Good to hear. Slightly off topic, but VDA-1102 is a PPI disrupter that allosterically binds to HKII, and causes it to dissociate from VDAC1 http://www.vidacpharma.com/pipeline/pipeline
A new update: ''It has now been over a year since we have published an official KoDiscovery update for you, Dr. Ko’s supporters and followers. Some of you have contacted us to find out if any progress was being made and if Dr. Ko was still moving forward. The relative silence that we’ve had to maintain during 2019 has been to provide the time needed to bring together the various individuals with the skills, passion, resources and commitment to help facilitate her best path forward. If you know anything about Dr. Ko, you can be certain that the reason for her lack of updates is NOT because she has been idle and waiting for something to happen. On the contrary, she has been busier than ever on multiple fronts to position KoDiscovery to take the next essential steps toward her ultimate goal, i.e., FDA clearance for her anticancer therapeutics.
While Dr.

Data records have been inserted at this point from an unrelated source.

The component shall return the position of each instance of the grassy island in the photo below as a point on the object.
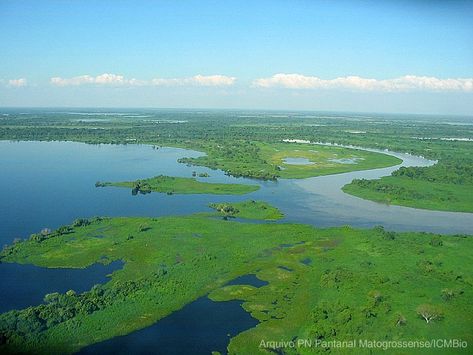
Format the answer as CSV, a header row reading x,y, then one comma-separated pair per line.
x,y
287,160
180,185
427,188
248,209
330,284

Ko is continuing her efforts to develop a new class of anticancer therapeutics by following FDA guidelines and regulations, she also has been working on a possible path to make her anticancer therapeutics available to cancer patients who are looking for additional treatment options. At this point, we are estimating that this alternative pathway will be feasible in the EU within this year in 2020!''
Very exciting! Two new formulations for 3-BP in the pre-pubmed stage. Amazing that one of these achieves entry without MCT-1. Almost by definition that will be very powerful.

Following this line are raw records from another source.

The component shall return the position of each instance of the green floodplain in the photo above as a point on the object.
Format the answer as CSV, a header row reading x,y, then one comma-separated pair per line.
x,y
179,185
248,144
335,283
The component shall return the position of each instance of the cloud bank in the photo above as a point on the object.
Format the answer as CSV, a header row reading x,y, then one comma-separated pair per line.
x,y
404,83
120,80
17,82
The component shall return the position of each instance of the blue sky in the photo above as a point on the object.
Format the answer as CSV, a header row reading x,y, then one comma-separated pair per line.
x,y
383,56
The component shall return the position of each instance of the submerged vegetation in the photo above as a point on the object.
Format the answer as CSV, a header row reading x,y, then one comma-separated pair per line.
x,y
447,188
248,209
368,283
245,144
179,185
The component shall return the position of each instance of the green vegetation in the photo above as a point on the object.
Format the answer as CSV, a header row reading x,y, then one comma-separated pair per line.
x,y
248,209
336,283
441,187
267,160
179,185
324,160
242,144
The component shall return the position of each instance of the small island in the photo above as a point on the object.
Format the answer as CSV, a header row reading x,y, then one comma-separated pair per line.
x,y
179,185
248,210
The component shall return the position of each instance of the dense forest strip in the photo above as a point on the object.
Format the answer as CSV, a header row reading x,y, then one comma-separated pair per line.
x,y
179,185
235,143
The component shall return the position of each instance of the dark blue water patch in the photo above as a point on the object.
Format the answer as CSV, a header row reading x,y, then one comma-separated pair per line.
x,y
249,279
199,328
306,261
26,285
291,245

3-Bromopyruvate-Conjugated Nanoplatform-Induced Pro-Death Autophagy for Enhanced Photodynamic Therapy against Hypoxic Tumor
@jcancom Hey J, have u seen this? 2017, but interesting https://yufoundation.org/scientific-information/pdfs-powerpoints/2-uncategorised/30-therapeutic-efficacy-of-3-bp
3-BP has a gofundme campaign.
Is this a new one or this is the same they started some years ago?
Hey guys (@jcancom and friends)
I haven't seen this before:
Great overview on the work of dr. Ko in Korea with the new company (starting with slide 27)
Specifically nice to see the case reports presented towards the end of the presentation on Melanoma, Blader Cancer, Neuroendocrine cancer
@daniel Thanks. Hopefully, there will be some more case reports, or a series published in the (near) future.
As for development, I hope they have the right team and enough resources in place. It makes sense to prioritise NSCLC, as even with the current SOC (the addition of an anti-PD(L)-1 to platinum-based chemo regimens), only some patients experience long-term benefit. Most (~70%) experience disease progression within about a year of starting treatment, and the majority of this is caused by acquired resistance (85%).
Topical use for melanoma should be on the back-burner (imo) due to the treatment landscape.